Aber das hat doch auch nichts damit zu tun, wer woran Schuld ist.
Mal angenommen, da steht ein Typ neben dir und hält einen Eimer voller Fische über's Klo und sagt: entweder nimmst du sie oder jetzt und sofort ab dafür!
Für was entscheidest du dich?
Jeder Aquarianer, der in diesem Moment den Fischen lebewohl sagt (gehen wir mal davon aus, dass die noch alle völlig fit usw. sind), ohne es auch nur zu versuchen, denen zu helfen, der ist für mich eigtl. kein Fischfreund.
Für mich gibt's keine übertriebene Tierliebe, solange eine realistische (!) Chance besteht, den entsprechenden Tieren zu helfen!
Die Situation von Caro war für mich solch ein Fall.
Solange man nicht "erpresst" wird, mal eben einem Aligator Asyl zu gewähren
(zumal der auch nicht ins Klo passen würde... okay, jetzt wird's albern O-) ich hör ja schon auf... )
Ausserdem ist das reine Spekulation das der die umgebracht hätte.
Das ist übrigens ebenfalls Spekulation :zwinker:
Wie hättet Ihr den entschieden wenn es eine reine Sachware gewesen wäre??
Ich finde, hier sollte man schon den Unterschied machen, ob etwas lebt, oder nicht...
Viele Grüße, Kati
Casa Carota
05.01.2009, 21:45
Hallo Ingo,
ich nehme dir diesen Ansatz zur Diskussion keinesfalls übel.
Jeder muss für sich entscheiden, womit er klar kommt.
Dem einen tun die Tiere leid. Dewegen nimmt er sie mit (bzw. nimmt sie an wie blue die Krebse) ohne die eigenen Interessen in den Vordergrund zu stellen.
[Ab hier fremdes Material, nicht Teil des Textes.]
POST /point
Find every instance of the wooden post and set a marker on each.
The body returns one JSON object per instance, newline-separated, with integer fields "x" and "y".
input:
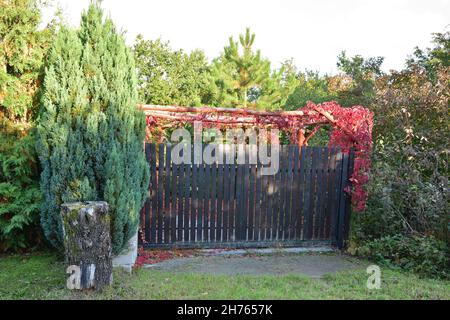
{"x": 301, "y": 137}
{"x": 87, "y": 242}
Im Gegenteil: diese Menschen investieren eine Menge Arbeit und Mühen, auch Kosten, damit die Tiere nicht womöglich "entsorgt" werden.
Andere wissen genau was sie wollen, sind nicht bereit, sich durch geplanten Besatz durch solche Spielchen anderer Menschen einen Strich machen zu lassen.
Ich denke, ich würde von Fall zu Fall entscheiden, welche Tiere ich bereit wäre aufzunehmen.
Ganz bestimmt würde ich mir auch nicht alles "andrehen" lassen.
Kompromisse in dieser Hinsicht habe ich aber auch schon eine Menge gemacht im Laufe meines Lebens.
Edit: wären es keine Tiere gewesen sondern nur "tote Gegenstände", hätte ich mich auf eine Mogelpackung nicht eingelassen.
Sprich: wenn ich Schrott entsorgen sollte, um die ersteigerte Ware zu bekommen - eindeutig ein NEIN!
Hallo Kati,
Ich wollte auch nicht sagen, das einer an irgentwas schuld hat.
Mein Beispiel mit dem Thread "nimm die oder sie sterben" hingt etwas, da der Verkäufer ja nicht mit dem Tod gedroht hat.
Als ich mein Becken gekauft hatte, hatte ich den Verkäufer auch gesagt das ich eigentlich ohne wollte. Er hatte dann auch gesagt "Geht nicht, wo soll ich denn mit den Fischen hin"
Du hast ja recht, den Eimer hätte ich warscheinlich auch genommen.
@Marlis
Es freut mich, das man auch etwas heikle Themen auf den Tisch legen darf.
@All
Ein ähnliches Problem entsteht ja auch bei der Krankenpflege wo, je nach Fischtyp, die Medis die Anschaffungskosten der Fische um ein Vielfaches übersteigen. Ich hatte ja schon mal wo anders gepostet, das ich einen Guppy in einem separaten "Karantäneeimer" wieder hinbekommen hatte.
Meine Oma meinte nur, "Lohnt denn das?? ist doch nur ein Fisch".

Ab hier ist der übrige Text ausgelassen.